Eine der zentralen Fragestellungen für den Ansatz der Demokratiepädagogik scheint mir jedoch in der Auseinandersetzung mit der Debatte um den für das Konzept zentralen Begriff der Demokratie zu liegen. Zwar ist der von Himmelmann geprägte dreistufige Begriff von Demokratie als Lebens-, Gesellschafts- und Herrschaftsform, der aus der Differenzierung des Begriffs bei Dewey in Lebensform und Regierungsform hervorgegangen ist, grundlegende Basis für alle konzeptionellen Texte (43 ff.). Doch eine genauere Lektüre der Texte zu Formen und Praxis von Demokratiepädagogik macht sichtbar, dass sich die Praxis vor allem auf der Stufe der Lebensform und in wesentlichen Teilen noch auf der Stufe der Gesellschaftsform bewegt und die dritte Stufe der Herrschaftsform kaum erreicht. Damit stellt sich auch die Frage nach der Transformation der Erfahrungen von einer Stufe zur nächsten.
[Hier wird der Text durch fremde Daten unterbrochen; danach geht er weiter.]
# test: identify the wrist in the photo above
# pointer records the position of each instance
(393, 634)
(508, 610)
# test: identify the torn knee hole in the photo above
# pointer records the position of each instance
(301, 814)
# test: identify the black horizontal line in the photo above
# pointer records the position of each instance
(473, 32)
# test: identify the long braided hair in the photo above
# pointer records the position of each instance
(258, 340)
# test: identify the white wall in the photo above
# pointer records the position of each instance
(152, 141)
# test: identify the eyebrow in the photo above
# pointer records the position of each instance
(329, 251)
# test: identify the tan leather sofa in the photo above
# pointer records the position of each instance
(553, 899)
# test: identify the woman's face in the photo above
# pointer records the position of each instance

Aber auch die Frage nach der Relevanz der aktuellen Demokratiedebatten für die Demokratiepädagogik (Simulative Demokratie, Postdemokratie, repräsentative und/oder direkte Demokratie, Konsens- und Mehrheitsdemokratie, embedded democracy usw.) scheint kein Thema für das Handbuch gewesen zu sein. 
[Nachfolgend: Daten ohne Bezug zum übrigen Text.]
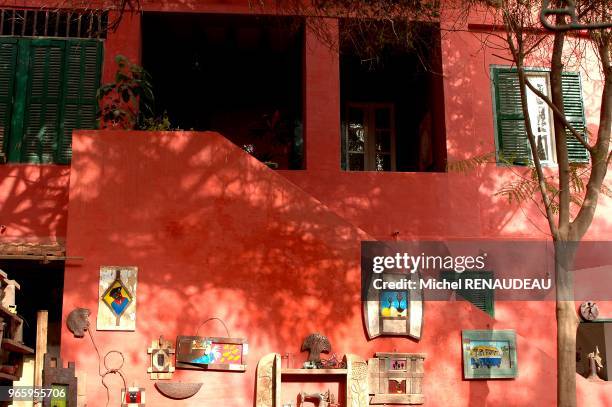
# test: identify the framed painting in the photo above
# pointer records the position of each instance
(117, 298)
(489, 354)
(211, 353)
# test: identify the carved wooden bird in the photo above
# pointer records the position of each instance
(315, 344)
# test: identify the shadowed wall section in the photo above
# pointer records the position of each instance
(216, 233)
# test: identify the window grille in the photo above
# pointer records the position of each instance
(53, 23)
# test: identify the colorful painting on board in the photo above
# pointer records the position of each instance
(211, 353)
(489, 354)
(216, 352)
(117, 301)
(394, 304)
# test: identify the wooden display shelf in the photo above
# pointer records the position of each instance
(353, 380)
(14, 346)
(314, 371)
(6, 376)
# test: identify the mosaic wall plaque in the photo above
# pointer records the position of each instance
(117, 298)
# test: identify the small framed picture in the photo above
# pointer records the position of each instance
(225, 354)
(489, 354)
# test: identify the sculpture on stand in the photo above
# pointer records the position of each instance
(315, 344)
(594, 365)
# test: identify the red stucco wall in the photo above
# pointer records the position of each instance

Das Handbuch ist ein systematisch konzipierter, ertragreicher Sammelband mit informativen, sehr anregenden, sich gelegentlich gegenüber anderen Ansätzen wortreich rechtfertigenden grundlegenden Texten zur Demokratiepädagogik, die sich zuweilen andere Felder der Bildungsarbeit aneignen. Sicherlich hätten viele der Beiträge auch in einem Handbuch der politischen Jugendbildung erscheinen können. In ca. 30 der 63 Beiträge können die Leser*innen in einem engeren Sinn etwas zum Konzept, zur Praxis und zu Fragestellungen der Demokratiepädagogik erfahren. Die anderen Texte sind interessante, anregende und reflektierende Beiträge zu aktuellen Herausforderungen der politischen und demokratischen Bildung in einer pluralen und liberalen Gesellschaft. Aufschlussreich ist, dass Fauser in seinem Ausblick unter der Überschrift in wenigen Worten zusammenfasst, worum es der Demokratiepädagogik eigentlich geht, „um eine Radikalisierung der Schulreform“ (782).